Installing on Asus T100TA - how to get systemd-boot to work with IA32?

I’ve got this old Windows tablet lying around that has 64-bit CPU, but 32-bit UEFI.

A thread on Manjaro forums claimed that Ventoy would work out of the box with IA 32-bit EFI, but for me it didn’t boot.

So I turned to an old Ubuntu forums thread.

Modifying the old steps a bit, I got a booting live USB:

umount /dev/sdx # Some (most?) distros mount it automagically, but we need format it later on
fdisk /dev/sdx
o # Erase everything in the USB
n # Create new partition table
p # Primary partition
1 # Partition number
# Don’t type that literally!
# The partition get’s all disk space
t # Change the partition type
0b # FAT32 partition type
a # Make partition bootable
w # Write everything and exit

Remove and reinsert the USB, then…

mkdosfs -F32 /dev/sdx1 # Don’t forget the “1”!
mlabel -i /dev/sdx1 ::THE_LABEL # This needs to match archisolabel in the loader/entries/archiso-x86_64-linux.conf file found inside the ISO
mkdir /mnt/usb # Or use any other mountpoint you like
mount /dev/sdx1 /mnt/usb
7z x -o/mnt/usb /path/to/MyDistro.iso # No space should go between “-o” and the path, BTW.

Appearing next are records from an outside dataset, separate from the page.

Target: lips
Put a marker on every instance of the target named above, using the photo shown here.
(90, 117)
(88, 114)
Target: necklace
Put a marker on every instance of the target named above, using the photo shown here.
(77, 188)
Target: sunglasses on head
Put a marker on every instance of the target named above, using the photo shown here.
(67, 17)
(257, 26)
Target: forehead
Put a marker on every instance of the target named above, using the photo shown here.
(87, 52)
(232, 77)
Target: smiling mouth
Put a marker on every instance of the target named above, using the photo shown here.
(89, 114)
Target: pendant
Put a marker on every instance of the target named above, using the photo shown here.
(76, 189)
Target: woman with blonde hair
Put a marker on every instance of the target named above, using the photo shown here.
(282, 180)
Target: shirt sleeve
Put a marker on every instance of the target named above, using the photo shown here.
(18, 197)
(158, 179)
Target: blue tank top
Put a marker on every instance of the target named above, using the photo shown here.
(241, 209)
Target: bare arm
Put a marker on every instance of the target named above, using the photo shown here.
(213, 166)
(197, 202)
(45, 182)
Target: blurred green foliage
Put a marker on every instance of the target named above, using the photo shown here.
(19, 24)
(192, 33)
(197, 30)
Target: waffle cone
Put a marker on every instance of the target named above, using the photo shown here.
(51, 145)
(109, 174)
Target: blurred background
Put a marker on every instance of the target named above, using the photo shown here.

mkdir -p /mnt/usb/EFI/boot
cp /path/to/bootia32.efi /mnt/usb/EFI/boot

bootia32.efi can be acquired from https://github.com/hirotakaster/baytail-bootia32.efi/blob/master/bootia32.efi

To examine the contents of loader/entries/archiso-x86_64-linux.conf I mounted the ISO with:
sudo mount /path/to/Endeavouros_Cassini_Nova-03-2023_R3.iso isomount -o loop

Booting from the live USB was a bit of a pain as I needed to always manually define the linux and initrd in the GRUB shell. Fortunately tab completion works for paths.

set root=(hd0,msdos1)
linux /arch/boot/x86_64/vmlinuz-linux archisobasedir=arch archisolabel=ARCH_LABEL cow_spacesize=10G copytoram=n module_blacklist=pcspkr i915.modeset=1 # archisolabel same as in loader/entries/archiso-x86_64-linux.conf
initrd /arch/boot/intel-ucode.img
initrd /arch/boot/x86_64/initramfs-linux.img
boot

I could install EndeavourOS just fine (picking systemd-boot), but there was a catch: no boot entry was created. Even though EFI mixed mode support was added to systemd-boot in 2022, it seems Arch Linux only started including IA32 in builds a couple of weeks ago. So I booted again from the live USB, was able to swap in an ethernet dongle to the only USB-A port and got network.

I grabbed the bootia32.efi from GitHub and put it where systemd-boot would look for it:

sudo mount /dev/mmcblk2p2 /mnt
sudo mount /dev/mmcblk2p1 /mnt/boot

wget https://raw.githubusercontent.com/hirotakaster/baytail-bootia32.efi/master/bootia32.efi /mnt/home/user

sudo arch-chroot /mnt
cp /home/user/bootia32.efi /usr/lib/systemd/boot/efi/systemd-bootia32.efi

I had to add to /boot/loader/loader.conf the line random-seed-mode always before it agreed to install with bootctl install.

I could see the available boot entry with bootctl list. Sadly, when booting I was greeted with a GRUB shell. With ls I could see where everything was located and I tried to manually set linux and initrd, but booting failed.

Any ideas? Should I just wait until EndeavourOS ISO gets a new rebuild with (hopefully) systemd-boot with IA32 UEFI binaries?